At first, it’s not too much of an issue and we may be able to get on top of it by going for an extra walk or being more vigilant about what we eat, but we may soon realise that lifestyle adjustments are not enough and no matter what we do, the weight continues to creep steadily upwards.
Firstly, don’t panic!, secondly, don’t give up and thirdly, ask for help! If it is a hormone imbalance, then knowing what you are dealing with will make it much easier to resolve.
Begin with a full blood work up with your healthcare provider. This will identify what stage of menopause you are in, and make sure to ask that the test includes your cortisol markers. Cortisol is a steroid hormone released by the adrenal glands. The adrenal glands sit on top of your kidneys and when cortisol is elevated, we experience heightened anxiety or stress. Cortisol is lowered when we are in a relaxed state and therein may lie your answer.
As women we tend to take a lot on. We look after our partners, our children, elderly parents, many of us are still working, and trying to find time for ourselves amongst the busyness can seem impossible some days.
We may think we are coping well, but when these stressors begin to compound and our cortisol remains high (in flight or fight mode), common symptoms include weight gain, low energy, mood swings, high blood pressure, and poor sleep.
The most obvious and frustrating symptom is weight gain because cortisol can increase appetite and signal the body to shift the metabolism and store fat.

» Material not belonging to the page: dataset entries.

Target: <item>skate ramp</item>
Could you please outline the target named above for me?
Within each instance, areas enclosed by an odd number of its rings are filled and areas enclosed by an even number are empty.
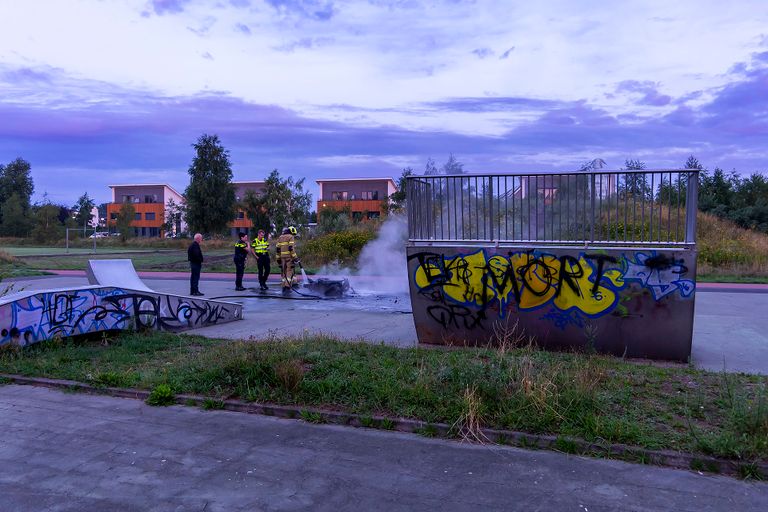
[[[154,291],[141,280],[131,260],[88,260],[85,273],[90,284]]]
[[[0,346],[100,332],[181,332],[243,318],[241,304],[152,290],[131,260],[91,260],[86,273],[91,286],[0,298]]]

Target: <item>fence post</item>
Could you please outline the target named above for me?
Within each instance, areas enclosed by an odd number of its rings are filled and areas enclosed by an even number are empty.
[[[490,241],[493,242],[493,177],[488,176],[488,227],[491,230]]]
[[[592,212],[590,215],[590,222],[589,222],[589,241],[594,242],[595,241],[595,173],[591,173],[592,183],[590,185],[589,190],[589,205],[590,205],[590,211]]]
[[[685,243],[696,243],[696,213],[699,210],[699,171],[688,173],[685,190]]]

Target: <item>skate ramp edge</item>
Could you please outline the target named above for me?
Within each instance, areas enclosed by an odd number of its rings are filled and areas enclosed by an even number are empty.
[[[154,291],[141,280],[133,266],[133,261],[129,259],[88,260],[85,273],[90,284]]]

While we are stressed, we also don’t make the best food choices, and tend to reach for highly processed foods, sugar, alcohol, and coffee. Cortisol switches off our digestion and the food we consume isn’t metabolised but rather stored for later use. Lesson here is to not eat when stressed and not while on the run. Always take the time to sit, digest and enjoy your mealtimes.

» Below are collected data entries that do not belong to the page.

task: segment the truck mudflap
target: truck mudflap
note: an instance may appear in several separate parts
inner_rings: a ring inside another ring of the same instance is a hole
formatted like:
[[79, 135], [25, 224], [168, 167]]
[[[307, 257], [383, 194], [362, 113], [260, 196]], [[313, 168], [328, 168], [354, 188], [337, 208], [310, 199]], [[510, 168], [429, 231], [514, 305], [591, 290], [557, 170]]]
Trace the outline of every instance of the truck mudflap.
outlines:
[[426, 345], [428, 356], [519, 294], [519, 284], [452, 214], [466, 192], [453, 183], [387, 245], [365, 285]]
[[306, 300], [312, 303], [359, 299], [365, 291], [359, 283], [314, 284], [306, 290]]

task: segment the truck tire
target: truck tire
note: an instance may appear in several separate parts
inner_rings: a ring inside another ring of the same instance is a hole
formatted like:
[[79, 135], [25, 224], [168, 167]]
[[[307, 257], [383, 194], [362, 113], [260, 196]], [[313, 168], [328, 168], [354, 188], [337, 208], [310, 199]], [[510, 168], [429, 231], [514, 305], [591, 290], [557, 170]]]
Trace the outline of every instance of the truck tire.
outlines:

So how do we go about stabilising our cortisol? The solution sounds simple, but it is also our mindset that needs to change. We cannot be everything to everyone, so the sooner we acknowledge our limits, the better our health will be. Here are some recommendations:
- Prioritise your sleep. Getting the right amount of sleep helps the body to heal.

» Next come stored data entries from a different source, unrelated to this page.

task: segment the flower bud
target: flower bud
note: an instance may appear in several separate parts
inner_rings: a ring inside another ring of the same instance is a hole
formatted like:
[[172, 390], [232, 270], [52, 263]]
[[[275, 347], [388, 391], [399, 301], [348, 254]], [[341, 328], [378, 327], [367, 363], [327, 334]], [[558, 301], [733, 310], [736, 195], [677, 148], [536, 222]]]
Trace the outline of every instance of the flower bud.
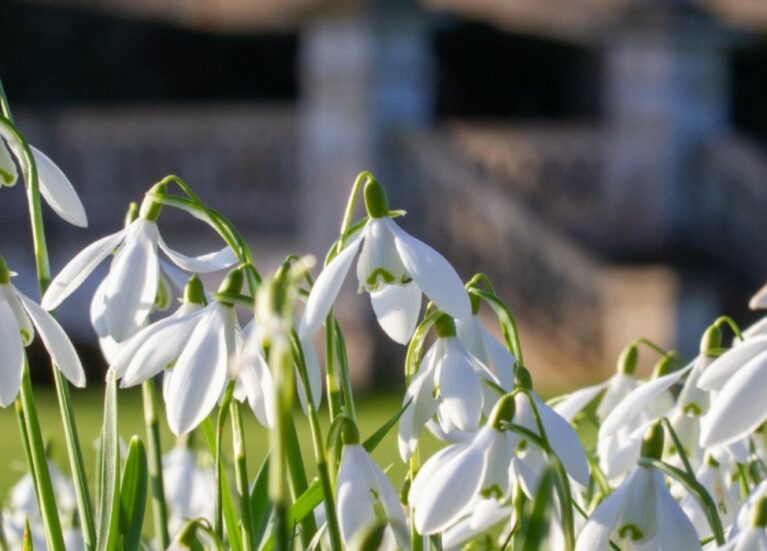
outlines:
[[376, 521], [360, 528], [349, 542], [349, 549], [359, 551], [377, 551], [382, 549], [386, 523]]
[[767, 496], [762, 496], [751, 509], [751, 526], [767, 528]]
[[505, 430], [503, 425], [514, 419], [515, 411], [516, 404], [514, 403], [514, 395], [511, 393], [505, 394], [495, 404], [493, 411], [490, 412], [488, 424], [495, 430]]
[[125, 226], [130, 226], [138, 218], [138, 203], [131, 201], [128, 205], [128, 211], [125, 213]]
[[518, 365], [514, 369], [514, 386], [527, 390], [533, 389], [533, 378], [526, 367]]
[[389, 200], [386, 191], [377, 180], [368, 180], [365, 184], [365, 209], [370, 218], [389, 216]]
[[[167, 187], [167, 184], [164, 183], [155, 184], [149, 190], [149, 193], [162, 195], [165, 193], [165, 189]], [[147, 197], [145, 197], [141, 202], [141, 210], [139, 211], [139, 216], [146, 220], [157, 222], [157, 219], [160, 217], [160, 211], [162, 211], [162, 203], [158, 203], [147, 195]]]
[[434, 322], [434, 329], [440, 338], [455, 337], [455, 322], [449, 314], [442, 314]]
[[228, 274], [218, 288], [219, 293], [239, 293], [242, 291], [242, 284], [245, 283], [245, 275], [241, 268], [235, 268]]
[[11, 282], [11, 272], [8, 270], [8, 265], [5, 263], [5, 259], [0, 256], [0, 285], [5, 285]]
[[205, 304], [205, 288], [197, 274], [192, 275], [184, 287], [184, 303]]
[[721, 354], [722, 331], [716, 325], [709, 325], [700, 339], [700, 355], [715, 358]]
[[615, 365], [615, 371], [624, 375], [633, 375], [636, 372], [639, 361], [639, 349], [635, 344], [630, 344], [623, 349]]
[[642, 451], [640, 457], [660, 459], [663, 455], [663, 427], [660, 422], [654, 423], [648, 428], [642, 437]]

- Shoulders back, stretch and take some deep breaths to calm the mind.
- Have fun and laugh. Children laugh about 150 times per day and adults only 6. Laughing releases endorphins that make us feel good and lowers cortisol.
- Gentle exercise like Yoga, Pilates, Swimming and Walking are ideal.
- Learn to recognise stressful thinking and find ways to resolve it.
- Don’t make poor food choices while stressed, reduce alcohol and caffeine dependence.
- Get a pet, walking a dog or sitting with a cat can be very therapeutic for the nerves.
- Prescribed herbal tonics and supplements can help restore balance and reduce symptoms.
Ongoing, elevated cortisol levels can cause chronic health issues. These can all be avoided by establishing the root cause of your health issues. Menopause hormones can fluctuate for many years and combined with high cortisol, should be addressed first and foremost with lifestyle changes. We are not designed to live in a heightened state of stress and our bodies will only cope with so much. Learning to recognise the signs early can save a lot of tears and hopefully an increase in dress size too!